Lowry J. Miller, Arlington (Miller, Miller & Cyron, Alexandria, on brief), for appellant.

Ansley J. Robin, Alexandria (Philip F. Hudock and Associates, P.C., McLean, on brief), for appellee.

Before CARRICO, C. J., and HARRISON, COCHRAN, POFF, COMPTON, THOMPSON and STEPHENSON, JJ.

POFF, Justice.

The principal question raised by this appeal is whether a non-immigrant alien, excluded by federal law from the job market in this country, may recover wage losses as an element of damages ex delicto.

The plaintiff Juliet Neme, a citizen of Colombia, entered the United States in 1970 under a temporary visitor-for-pleasure visa. See 8 U.S.C. § 1101(a)(15) (B) (1976). A non-immigrant alien in her status is forbidden by federal law to work during her stay here. 8 C.F.R. § 214.1(e) (1981). Although her visa expired August 26, 1971, she remained in the United States and accepted employment as a housekeeper in three Maryland homes. On account of those violations of the immigration laws and regulations, she became subject to deportation, 8 U.S.C. §§ 1251(a)(2) and (9) (1976), but proceedings were never commenced against her.

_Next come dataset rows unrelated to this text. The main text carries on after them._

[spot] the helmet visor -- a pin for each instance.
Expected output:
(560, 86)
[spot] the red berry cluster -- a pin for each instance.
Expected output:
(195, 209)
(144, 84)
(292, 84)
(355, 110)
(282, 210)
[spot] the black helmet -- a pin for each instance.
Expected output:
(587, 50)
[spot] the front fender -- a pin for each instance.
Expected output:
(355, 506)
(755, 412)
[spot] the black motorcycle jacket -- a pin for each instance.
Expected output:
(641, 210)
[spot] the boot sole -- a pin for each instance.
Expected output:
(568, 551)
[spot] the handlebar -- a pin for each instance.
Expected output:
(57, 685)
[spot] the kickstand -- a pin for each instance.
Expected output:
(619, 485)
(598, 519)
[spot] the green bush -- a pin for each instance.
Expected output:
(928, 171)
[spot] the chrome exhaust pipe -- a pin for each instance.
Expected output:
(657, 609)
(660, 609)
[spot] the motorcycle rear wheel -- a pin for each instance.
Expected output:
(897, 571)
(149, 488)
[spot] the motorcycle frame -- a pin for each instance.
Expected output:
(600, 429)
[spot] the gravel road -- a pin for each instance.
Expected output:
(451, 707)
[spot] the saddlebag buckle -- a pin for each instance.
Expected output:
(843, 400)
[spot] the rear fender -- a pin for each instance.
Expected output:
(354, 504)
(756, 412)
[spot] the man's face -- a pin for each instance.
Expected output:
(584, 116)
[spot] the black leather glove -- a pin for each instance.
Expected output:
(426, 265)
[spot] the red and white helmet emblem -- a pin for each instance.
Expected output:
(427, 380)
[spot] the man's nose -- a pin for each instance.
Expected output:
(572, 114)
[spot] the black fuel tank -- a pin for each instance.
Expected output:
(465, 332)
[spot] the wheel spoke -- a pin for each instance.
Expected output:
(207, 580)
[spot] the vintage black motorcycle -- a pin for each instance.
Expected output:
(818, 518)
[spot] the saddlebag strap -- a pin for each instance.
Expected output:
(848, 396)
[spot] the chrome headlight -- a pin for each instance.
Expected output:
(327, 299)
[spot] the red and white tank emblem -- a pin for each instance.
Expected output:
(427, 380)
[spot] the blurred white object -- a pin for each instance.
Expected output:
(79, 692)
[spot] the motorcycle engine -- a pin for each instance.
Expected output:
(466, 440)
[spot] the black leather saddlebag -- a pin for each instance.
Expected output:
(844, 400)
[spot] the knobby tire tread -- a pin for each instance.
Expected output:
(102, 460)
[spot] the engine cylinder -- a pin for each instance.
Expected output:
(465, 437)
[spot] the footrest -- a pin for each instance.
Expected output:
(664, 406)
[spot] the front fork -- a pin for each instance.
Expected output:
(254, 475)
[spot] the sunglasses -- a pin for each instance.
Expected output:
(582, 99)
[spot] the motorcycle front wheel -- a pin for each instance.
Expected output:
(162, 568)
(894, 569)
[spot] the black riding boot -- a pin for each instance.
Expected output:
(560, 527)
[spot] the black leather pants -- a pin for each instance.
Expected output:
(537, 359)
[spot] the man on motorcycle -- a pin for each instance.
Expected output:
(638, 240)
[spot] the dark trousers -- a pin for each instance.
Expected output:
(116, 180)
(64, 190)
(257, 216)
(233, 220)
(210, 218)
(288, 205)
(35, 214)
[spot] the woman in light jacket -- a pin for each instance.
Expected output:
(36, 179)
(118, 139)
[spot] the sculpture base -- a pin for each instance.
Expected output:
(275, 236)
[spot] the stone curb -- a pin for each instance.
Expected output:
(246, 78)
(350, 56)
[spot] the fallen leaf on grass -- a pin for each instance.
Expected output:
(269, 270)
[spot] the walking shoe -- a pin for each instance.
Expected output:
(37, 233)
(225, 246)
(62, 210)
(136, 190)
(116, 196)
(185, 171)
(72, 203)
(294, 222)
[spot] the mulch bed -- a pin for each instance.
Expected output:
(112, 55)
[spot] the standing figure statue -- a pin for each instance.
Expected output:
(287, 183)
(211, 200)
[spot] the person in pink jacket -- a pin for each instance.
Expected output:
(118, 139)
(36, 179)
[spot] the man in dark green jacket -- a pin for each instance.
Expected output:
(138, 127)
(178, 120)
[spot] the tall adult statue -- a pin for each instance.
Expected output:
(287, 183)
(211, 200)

On January 9, 1976, as Neme attempted to walk across Columbia Pike, she was struck by an automobile driven by the defendant Florida E. Peterson. Neme filed a motion for judgment against Peterson, claiming damages "for personal injuries and attendant damages sustained as a result of the defendant's negligence." According to the plaintiff's testimony and a written summary she offered as Exhibit 4, her injuries had caused her to miss 230 days from work and to lose $5,209.40 in wages. Over the defendant's objection, the trial judge admitted the exhibit and other evidence in support of the plaintiff's claim for wages lost prior to trial. He ruled that evidence of the plaintiff's immigration violations was irrelevant to that claim but that, since the plaintiff remained subject to possible deportation, such evidence would be admissible if she elected to claim damages for future wage losses. The plaintiff asserted no such claim, evidence of her immigration status was excluded, and the defendant was not permitted to cross-examine the plaintiff on the subject.

The jury was instructed that it could consider as an element of damages "(a) ny loss of earnings in the past by reason of being unable to work at her calling". The jury returned a verdict for the plaintiff and assessed damages at $18,000.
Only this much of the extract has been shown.